Unemployment benefit claims are considered representative of U.S. layoffs for the week, but may be variable and subject to revisions.
The four-week average for claims, which alleviated some of that weekly volatility, rose from 6,750 to 231,000.
The total number of Americans collecting unemployment benefits rose by 42,000 in the week ending Sept. 28 to nearly 1.86 million, the highest since late July.
Beyond weather and labor strife, some recent labor market data suggests that higher interest rates may eventually have an impact on the labor market.
In response to weakening employment data and falling consumer prices, the Federal Reserve cut its benchmark interest rate by half a percentage point last month as the central bank shifted its focus from controlling inflation to supporting the labor market. The Fed's goal is to achieve a rare soft landing in which it lowers inflation without causing a recession.
It was the Fed's first rate cut in four years, following a series of increases in 2022 and 2023 that pushed the federal funds rate to a two-decade high of 5.3%.
Inflation has been falling steadily, approaching the Fed's 2 percent target, and Chairman Jerome Powell recently announced that it is largely under control.
In a separate report on Thursday, the government said U.S. inflation had reached its lowest level since February 2021.

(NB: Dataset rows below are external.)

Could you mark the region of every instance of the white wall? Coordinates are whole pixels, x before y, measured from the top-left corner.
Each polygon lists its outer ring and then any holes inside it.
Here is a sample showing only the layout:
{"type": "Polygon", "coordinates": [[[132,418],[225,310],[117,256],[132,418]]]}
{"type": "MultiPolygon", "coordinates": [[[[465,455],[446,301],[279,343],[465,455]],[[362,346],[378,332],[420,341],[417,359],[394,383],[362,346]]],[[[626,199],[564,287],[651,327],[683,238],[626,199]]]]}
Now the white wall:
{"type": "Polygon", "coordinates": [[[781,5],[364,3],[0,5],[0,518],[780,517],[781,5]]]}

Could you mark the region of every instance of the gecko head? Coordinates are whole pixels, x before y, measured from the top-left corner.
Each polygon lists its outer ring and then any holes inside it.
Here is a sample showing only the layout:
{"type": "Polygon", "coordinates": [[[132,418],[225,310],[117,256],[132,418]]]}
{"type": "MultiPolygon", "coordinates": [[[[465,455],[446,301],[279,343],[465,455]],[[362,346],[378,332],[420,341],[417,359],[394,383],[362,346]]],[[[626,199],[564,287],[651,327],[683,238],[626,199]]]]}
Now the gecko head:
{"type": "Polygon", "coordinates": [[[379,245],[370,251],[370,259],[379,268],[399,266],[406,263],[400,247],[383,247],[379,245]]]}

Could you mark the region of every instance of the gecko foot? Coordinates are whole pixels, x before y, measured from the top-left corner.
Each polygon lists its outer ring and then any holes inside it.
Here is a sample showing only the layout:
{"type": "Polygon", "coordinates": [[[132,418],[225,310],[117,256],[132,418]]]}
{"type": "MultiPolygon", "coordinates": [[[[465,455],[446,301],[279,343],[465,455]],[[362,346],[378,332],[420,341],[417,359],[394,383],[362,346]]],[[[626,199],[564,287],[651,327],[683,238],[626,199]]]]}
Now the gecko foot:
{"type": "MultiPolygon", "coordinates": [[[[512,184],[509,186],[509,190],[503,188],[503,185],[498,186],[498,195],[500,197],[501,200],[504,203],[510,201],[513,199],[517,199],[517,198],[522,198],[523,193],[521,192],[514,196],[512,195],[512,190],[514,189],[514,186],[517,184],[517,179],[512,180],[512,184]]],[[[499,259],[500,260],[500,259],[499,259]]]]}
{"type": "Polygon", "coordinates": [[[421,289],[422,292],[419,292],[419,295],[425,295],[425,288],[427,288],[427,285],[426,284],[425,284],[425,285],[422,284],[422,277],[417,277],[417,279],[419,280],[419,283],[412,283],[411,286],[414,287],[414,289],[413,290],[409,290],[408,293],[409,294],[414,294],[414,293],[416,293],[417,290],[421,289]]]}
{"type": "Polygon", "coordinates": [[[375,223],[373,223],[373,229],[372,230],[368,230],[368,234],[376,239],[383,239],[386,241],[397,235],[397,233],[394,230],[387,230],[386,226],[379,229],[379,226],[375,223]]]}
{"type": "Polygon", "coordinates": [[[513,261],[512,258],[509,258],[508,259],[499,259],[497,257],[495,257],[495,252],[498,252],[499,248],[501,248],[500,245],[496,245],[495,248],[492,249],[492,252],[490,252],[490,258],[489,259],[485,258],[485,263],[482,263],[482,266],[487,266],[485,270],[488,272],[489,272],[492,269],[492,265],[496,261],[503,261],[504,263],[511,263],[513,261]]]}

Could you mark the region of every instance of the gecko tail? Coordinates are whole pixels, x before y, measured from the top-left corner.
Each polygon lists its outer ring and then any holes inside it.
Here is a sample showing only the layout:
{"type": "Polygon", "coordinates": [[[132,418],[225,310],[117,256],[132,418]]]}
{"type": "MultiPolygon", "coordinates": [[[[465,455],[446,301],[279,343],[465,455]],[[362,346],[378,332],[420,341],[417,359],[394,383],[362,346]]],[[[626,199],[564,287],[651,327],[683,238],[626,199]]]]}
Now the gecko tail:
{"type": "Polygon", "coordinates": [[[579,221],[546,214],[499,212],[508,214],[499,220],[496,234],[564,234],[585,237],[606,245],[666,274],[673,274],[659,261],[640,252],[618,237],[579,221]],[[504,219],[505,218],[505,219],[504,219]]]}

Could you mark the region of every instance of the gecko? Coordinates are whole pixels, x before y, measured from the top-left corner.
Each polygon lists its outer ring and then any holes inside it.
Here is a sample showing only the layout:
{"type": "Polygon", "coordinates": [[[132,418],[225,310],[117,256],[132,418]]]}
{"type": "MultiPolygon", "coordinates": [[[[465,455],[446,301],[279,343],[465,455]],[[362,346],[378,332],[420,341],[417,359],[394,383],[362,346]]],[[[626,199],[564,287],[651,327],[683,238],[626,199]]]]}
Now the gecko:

Unemployment claims averaged just 213,000 per week in the first four months of 2024, before a spike in May. They reached 250,000 in late July, supporting the view that higher interest rates are finally cooling the red-hot U.S. labor market.
In August, the Department of Labor reported that from April 2023 to March of this year, the U.S. economy added 818,000 fewer jobs than originally reported. The revised numbers were also seen as evidence that the labor market was continuing to slow, prompting the Fed to start cutting interest rates.
Despite some signs of a slowdown in the labor market, U.S. employers added a surprising 254,000 jobs in September, allaying some concerns about a weak labor market and suggesting that the pace of hiring is strong enough to support a growing economy.
Last month's gain was bigger than economists expected and up sharply from the 159,000 jobs added in August. After rising for most of 2024, the unemployment rate fell for the second month in a row to 4.1%. in September from 4.2 percent in August.